Hall Calls Four; Should've Been More
My big mouth, my big name
Who'll put on my shoes while they're walking
Slowly down the hall of fame?
Whoa! Did I really just give that group of yahoos credit?
Count them: 1,2,3,4 new inductees. Awesome! The Hall hasn't had a class that large since 1955. So adding 5,6,7, or 8 was never in the cards. Just because.
Some of the explanations writers gave to justify their ballots were nothing by psychobabble, but that’s been the norm over the past several years, including in 2013 when they voted for nobody out of a group of eligible candidates like Barry Bonds, Roger Clemens, Mark McGwire, Sammy Sosa, Jeff Bagwell, Biggio, Tim Raines, Edgar Martinez, Alan Trammell, Larry Walker, and Curt Schilling.
Yep, even old paranoid Republican Curt Schilling. Get a clue, dude.
This year’s class featured three no-brainers: first-time candidates Randy Johnson, Pedro Martinez, and John Smoltz. Astros great Craig Biggio finally got the nod after falling two votes shy last year.
The Big Unit received 97.3% of the vote, the eighth highest percentage in history.
Pedro was named on exactly 500 ballots, good for 91.1%. Smoltz received one more vote than Biggio -- 455 to 454 -- good for just over 82%, so his support was substantial.
Even though this was the largest HOF class in 60 years, there could’ve been a few more players joining in the festivities. Catcher Mike Piazza fell just 28 votes short of induction so look for him to make up that ground next year if he can overcome the hints and allegations that seem to plague both him and Jeff Bagwell, who received 55.7%?
Bet on it, as the backlog of worthy players has been loosened like a beaver dam during spring runoff. There are really only two players on the 2016 ballot who will garner serious attention: Ken Griffey Jr and Trevor Hoffman. Don’t sleep on Billy the Kid Wagner, however. He was flat out dominant!
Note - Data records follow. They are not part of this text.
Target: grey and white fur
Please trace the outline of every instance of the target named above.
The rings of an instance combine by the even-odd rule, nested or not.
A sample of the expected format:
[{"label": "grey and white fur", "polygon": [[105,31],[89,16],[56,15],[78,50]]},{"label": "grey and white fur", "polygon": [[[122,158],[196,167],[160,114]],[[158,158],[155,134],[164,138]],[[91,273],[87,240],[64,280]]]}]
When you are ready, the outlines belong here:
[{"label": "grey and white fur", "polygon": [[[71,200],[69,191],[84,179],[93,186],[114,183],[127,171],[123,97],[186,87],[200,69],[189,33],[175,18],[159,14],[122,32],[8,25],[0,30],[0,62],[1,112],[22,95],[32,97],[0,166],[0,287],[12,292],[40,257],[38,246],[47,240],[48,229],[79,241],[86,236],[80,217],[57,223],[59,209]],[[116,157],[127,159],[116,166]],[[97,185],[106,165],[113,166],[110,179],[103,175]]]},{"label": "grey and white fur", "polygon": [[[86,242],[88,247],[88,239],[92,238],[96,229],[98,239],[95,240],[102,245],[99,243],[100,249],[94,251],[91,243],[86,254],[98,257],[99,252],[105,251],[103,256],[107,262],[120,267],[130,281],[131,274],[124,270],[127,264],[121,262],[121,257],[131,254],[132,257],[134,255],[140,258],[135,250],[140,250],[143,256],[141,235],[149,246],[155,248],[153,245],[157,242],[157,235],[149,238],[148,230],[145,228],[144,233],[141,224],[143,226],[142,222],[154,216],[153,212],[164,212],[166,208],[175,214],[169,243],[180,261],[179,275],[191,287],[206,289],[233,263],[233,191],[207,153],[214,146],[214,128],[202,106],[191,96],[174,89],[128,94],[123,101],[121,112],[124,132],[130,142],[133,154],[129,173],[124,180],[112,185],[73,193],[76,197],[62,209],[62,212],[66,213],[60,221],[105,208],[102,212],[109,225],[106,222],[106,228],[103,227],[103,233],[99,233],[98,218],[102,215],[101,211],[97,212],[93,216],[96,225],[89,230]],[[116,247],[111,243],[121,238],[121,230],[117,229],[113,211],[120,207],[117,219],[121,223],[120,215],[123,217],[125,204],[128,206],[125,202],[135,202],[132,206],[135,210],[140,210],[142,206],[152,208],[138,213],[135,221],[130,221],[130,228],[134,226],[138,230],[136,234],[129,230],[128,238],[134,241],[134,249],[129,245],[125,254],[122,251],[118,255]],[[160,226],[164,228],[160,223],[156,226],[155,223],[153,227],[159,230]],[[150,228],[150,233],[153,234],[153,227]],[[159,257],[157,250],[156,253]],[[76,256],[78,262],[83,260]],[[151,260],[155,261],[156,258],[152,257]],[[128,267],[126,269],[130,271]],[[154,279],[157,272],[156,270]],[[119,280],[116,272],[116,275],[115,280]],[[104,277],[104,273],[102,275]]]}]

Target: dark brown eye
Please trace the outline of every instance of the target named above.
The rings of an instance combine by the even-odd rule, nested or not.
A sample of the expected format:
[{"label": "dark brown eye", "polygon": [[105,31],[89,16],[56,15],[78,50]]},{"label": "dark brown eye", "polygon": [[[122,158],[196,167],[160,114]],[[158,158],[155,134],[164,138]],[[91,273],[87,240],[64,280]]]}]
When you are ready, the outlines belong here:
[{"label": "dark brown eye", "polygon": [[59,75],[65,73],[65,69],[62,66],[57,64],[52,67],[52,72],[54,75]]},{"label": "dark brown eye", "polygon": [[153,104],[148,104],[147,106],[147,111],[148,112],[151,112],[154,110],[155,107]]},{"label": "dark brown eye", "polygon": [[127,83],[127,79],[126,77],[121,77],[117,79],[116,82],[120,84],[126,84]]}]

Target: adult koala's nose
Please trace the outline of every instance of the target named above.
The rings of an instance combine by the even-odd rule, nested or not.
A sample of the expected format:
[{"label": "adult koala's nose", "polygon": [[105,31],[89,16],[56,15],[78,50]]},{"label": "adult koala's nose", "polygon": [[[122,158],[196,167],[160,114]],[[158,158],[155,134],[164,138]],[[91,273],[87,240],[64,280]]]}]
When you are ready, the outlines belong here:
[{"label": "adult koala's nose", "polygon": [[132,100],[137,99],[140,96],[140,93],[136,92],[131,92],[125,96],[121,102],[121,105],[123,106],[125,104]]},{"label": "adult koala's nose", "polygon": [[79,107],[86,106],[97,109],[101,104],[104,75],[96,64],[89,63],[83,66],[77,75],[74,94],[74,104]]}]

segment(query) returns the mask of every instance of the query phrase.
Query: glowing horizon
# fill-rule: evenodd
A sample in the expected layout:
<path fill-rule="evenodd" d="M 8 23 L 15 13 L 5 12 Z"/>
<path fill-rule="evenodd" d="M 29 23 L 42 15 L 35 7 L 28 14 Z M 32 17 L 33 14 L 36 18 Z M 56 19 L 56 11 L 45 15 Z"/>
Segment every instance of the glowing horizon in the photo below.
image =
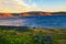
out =
<path fill-rule="evenodd" d="M 66 0 L 0 0 L 0 12 L 66 11 Z"/>

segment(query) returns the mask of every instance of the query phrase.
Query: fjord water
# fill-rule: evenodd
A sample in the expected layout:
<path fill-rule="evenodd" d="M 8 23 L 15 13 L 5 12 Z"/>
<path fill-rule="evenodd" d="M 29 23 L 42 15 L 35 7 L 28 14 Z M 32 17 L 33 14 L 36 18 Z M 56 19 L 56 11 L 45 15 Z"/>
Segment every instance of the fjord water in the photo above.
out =
<path fill-rule="evenodd" d="M 30 15 L 0 18 L 0 25 L 66 28 L 66 15 Z"/>

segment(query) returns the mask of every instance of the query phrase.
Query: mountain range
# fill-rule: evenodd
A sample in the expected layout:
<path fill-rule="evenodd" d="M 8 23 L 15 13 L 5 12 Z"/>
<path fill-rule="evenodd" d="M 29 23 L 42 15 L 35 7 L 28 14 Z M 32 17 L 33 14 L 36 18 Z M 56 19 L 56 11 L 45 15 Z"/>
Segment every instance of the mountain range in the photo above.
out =
<path fill-rule="evenodd" d="M 66 12 L 43 12 L 43 11 L 30 11 L 30 12 L 22 12 L 22 13 L 0 13 L 0 18 L 7 16 L 28 16 L 28 15 L 55 15 L 55 14 L 66 14 Z"/>

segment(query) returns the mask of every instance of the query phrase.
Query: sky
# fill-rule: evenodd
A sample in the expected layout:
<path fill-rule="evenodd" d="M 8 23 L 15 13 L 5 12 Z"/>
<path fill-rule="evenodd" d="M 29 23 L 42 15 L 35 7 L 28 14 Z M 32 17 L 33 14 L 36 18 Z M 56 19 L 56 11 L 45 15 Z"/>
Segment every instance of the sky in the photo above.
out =
<path fill-rule="evenodd" d="M 66 0 L 0 0 L 0 12 L 66 11 Z"/>

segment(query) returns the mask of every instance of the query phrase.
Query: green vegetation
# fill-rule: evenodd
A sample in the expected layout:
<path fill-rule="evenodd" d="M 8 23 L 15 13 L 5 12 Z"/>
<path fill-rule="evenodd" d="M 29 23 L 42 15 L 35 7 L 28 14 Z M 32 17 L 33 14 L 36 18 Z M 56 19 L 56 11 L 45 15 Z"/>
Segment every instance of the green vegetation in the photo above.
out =
<path fill-rule="evenodd" d="M 0 26 L 0 44 L 66 44 L 66 30 Z"/>

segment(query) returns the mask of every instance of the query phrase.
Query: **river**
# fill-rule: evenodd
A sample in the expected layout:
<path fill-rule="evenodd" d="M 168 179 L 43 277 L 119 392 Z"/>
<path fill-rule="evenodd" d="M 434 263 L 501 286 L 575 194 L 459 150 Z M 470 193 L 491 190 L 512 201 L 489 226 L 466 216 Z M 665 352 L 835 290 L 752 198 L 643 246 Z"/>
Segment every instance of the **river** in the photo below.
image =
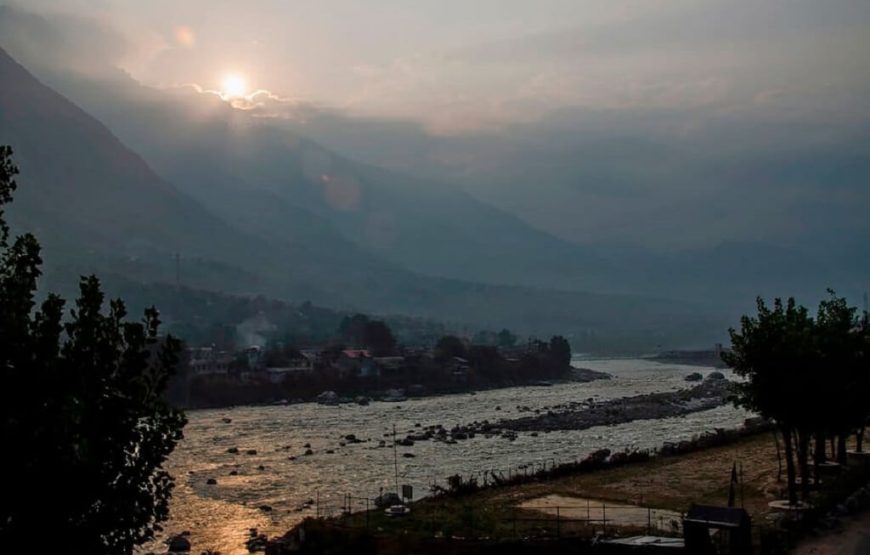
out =
<path fill-rule="evenodd" d="M 442 424 L 449 429 L 475 420 L 517 417 L 519 405 L 545 409 L 568 401 L 685 388 L 689 385 L 686 375 L 713 371 L 637 359 L 575 359 L 574 365 L 607 372 L 613 379 L 368 406 L 305 403 L 191 411 L 185 438 L 168 464 L 177 479 L 171 518 L 164 535 L 143 552 L 165 551 L 160 540 L 189 531 L 194 553 L 212 549 L 222 555 L 244 555 L 249 528 L 282 534 L 306 516 L 337 509 L 345 494 L 373 498 L 381 488 L 394 491 L 394 452 L 389 447 L 394 425 L 399 437 L 404 437 L 417 424 Z M 399 483 L 412 485 L 418 498 L 428 493 L 433 482 L 444 484 L 452 474 L 468 476 L 493 469 L 507 474 L 526 465 L 540 467 L 583 458 L 601 448 L 658 447 L 714 428 L 737 427 L 748 416 L 723 406 L 664 420 L 520 434 L 515 441 L 478 435 L 455 445 L 417 442 L 398 448 Z M 341 445 L 347 434 L 363 441 Z M 388 447 L 378 447 L 379 440 L 386 440 Z M 310 444 L 313 454 L 304 455 L 305 444 Z M 239 453 L 228 452 L 231 448 L 238 448 Z M 252 449 L 256 454 L 246 453 Z M 406 458 L 404 453 L 414 457 Z M 230 475 L 233 471 L 236 475 Z M 217 484 L 208 485 L 209 478 Z M 315 503 L 305 505 L 308 500 Z M 264 505 L 271 511 L 261 510 Z M 354 504 L 355 510 L 364 507 L 361 500 Z"/>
Believe it or not, there are actually steroid rumers surrounding Griffey, which may lead to him only getting 95% of the vote.
What we heard from voters this year was more folly about why they didn’t vote for certain players.
Here’s a nugget from MLB.com columnist Marty Noble:
For the second year in a row, no need to study the ballot existed. I voted for the three no-brainer candidates -- Johnson, Martinez and Smoltz. I never picked up a book or clicked on a website, though, as encouraged by the Hall, I did chat with guys who covered the game when I did. We had similar thoughts, and now I sense that The Unit and Pedro are definites and Smoltz is a likely. I think Biggio makes it this year, and I'll be happy for him. But he didn't get my support for reasons -- read suspicions -- stated last year. Same with Piazza and the others who have prompted greater suspicions, been caught or admitted using.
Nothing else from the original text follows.